"So what are you?"

I have always envied those who can answer this in a long-winded way to include every continent on earth and throw in various mix of spices in quarters or eighths, or even sixteenths. My friend, Ms Pants Advocate, can list over half of the UN Security Council in her blood stream.

Being just full-blooded anything seems so...dull.

On a recent trip to China with my parents, a revelation came one night out at dinner in Chengdu.

"Dad! Let's do the family tree when we get home!" I excitedly said. Earlier, we had visited an elderly relative who revealed all the glory of the old family.
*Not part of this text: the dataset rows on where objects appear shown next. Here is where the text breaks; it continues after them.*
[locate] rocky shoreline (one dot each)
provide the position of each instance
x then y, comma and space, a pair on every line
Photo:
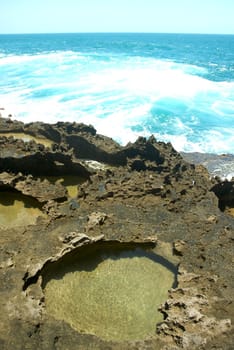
142, 193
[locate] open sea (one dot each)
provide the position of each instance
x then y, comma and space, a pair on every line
179, 87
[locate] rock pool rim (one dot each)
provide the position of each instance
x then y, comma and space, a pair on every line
108, 248
90, 260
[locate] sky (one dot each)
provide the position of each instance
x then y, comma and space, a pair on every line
155, 16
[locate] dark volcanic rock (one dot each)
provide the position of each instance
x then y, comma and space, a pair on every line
145, 192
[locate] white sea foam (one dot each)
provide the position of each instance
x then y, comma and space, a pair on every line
122, 96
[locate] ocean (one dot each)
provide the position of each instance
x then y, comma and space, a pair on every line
178, 87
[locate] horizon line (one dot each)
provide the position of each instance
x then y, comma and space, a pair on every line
115, 32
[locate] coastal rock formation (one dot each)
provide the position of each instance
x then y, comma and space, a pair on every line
141, 193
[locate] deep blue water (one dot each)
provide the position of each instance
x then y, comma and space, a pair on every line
179, 87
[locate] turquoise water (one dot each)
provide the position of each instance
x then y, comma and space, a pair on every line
178, 87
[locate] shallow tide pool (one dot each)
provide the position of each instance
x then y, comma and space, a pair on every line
114, 295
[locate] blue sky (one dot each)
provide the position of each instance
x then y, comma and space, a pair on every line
167, 16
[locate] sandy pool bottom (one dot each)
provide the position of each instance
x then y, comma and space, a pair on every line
115, 296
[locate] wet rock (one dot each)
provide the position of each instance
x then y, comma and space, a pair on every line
144, 189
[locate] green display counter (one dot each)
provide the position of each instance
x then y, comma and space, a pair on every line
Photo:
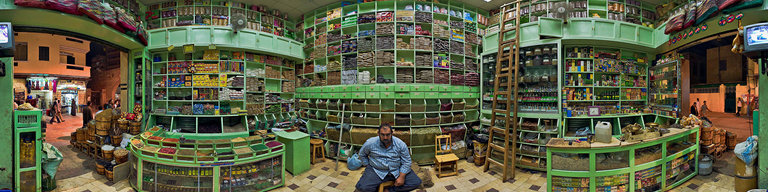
654, 164
164, 162
296, 151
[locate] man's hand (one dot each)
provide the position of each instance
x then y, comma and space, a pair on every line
400, 181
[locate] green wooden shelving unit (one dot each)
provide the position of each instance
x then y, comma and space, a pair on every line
653, 165
205, 165
404, 100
Oxford scholars, renowned surgeons and crazed artists abound in the thick volume of my paternal grandmother's family tree.

"Pfft!" My fat cousin scoffed at the idea.
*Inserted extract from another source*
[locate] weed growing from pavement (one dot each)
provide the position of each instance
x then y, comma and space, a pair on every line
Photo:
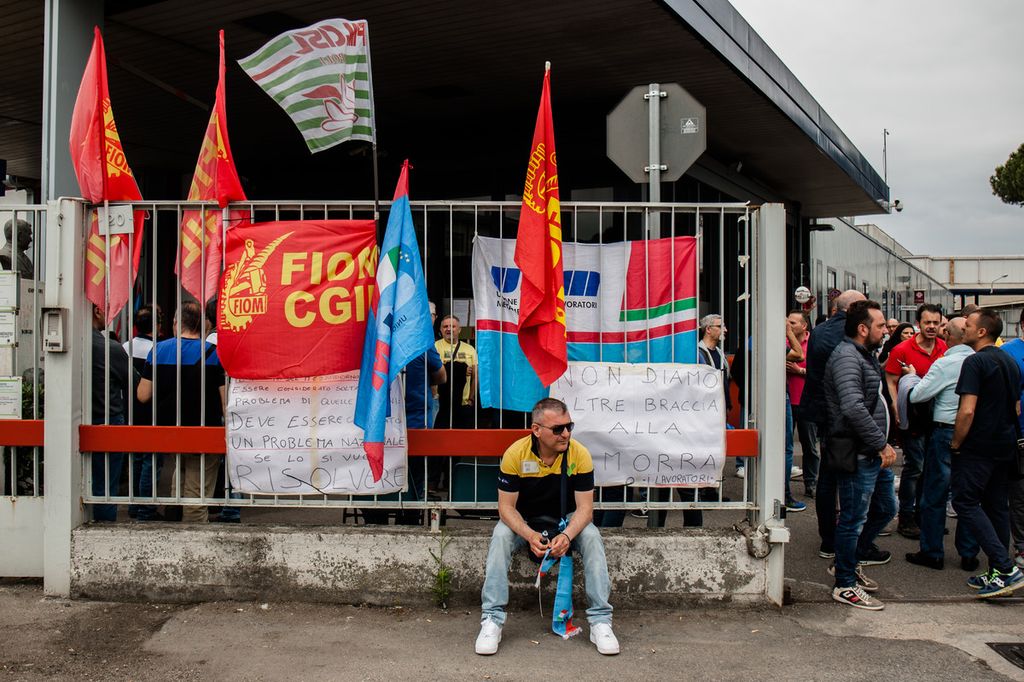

"We're not doing YOUR family tree. We're doing OURS!" I scoffed back. He's on my mother's side of the family and thus we don't share the same surname.

"Sometimes, you find things things you don't want to know, " he retorted quietly.

Given my limited mastery of the Chinese language, all I could come up with was very loudly, "I DON'T CARE!" and a pout.

My outburst was met by silence around the dinner table. Momma and Pappa looked embarrassed. We don't know what drugs she's been taking while on her own in Melbourne, we might need to have a quiet chat with her later, the look on their faces revealed.

And then the silence was broken by my cousin.

"You want to find out about how your grandfather's mother was not even his mother? The old man was illegitimate! The woman was a sing-song girl who became a concubine!"

"What?!" This was obviously news to my mother as well. At that point I couldn't tell if she was upset or confused.

"See, you don't want to play with history," fat cousin emphasised again.

Silence ensued while plates of Szechuan delicacies were brought to our table. I picked at the green peppercorns and stole looks at my mother in between. I wondered, what was the psyche of a woman who just found out her much admired father was a bastard?

"Well. That could explain why he was an outrageously good-looking man." She finally said, with a hint of smugness.

"The old man was still a bastard." Fat cousin insisted.

"Shut it!" I said defensively of the man who caught a tortoise for me the first time we met. "He was still your grandfather."

The uncomfortable silence continued.

* * *

"How was your day today?" The Boy asked over the phone that night.

"I found out that I'm one-eighth prostitute from mama's side."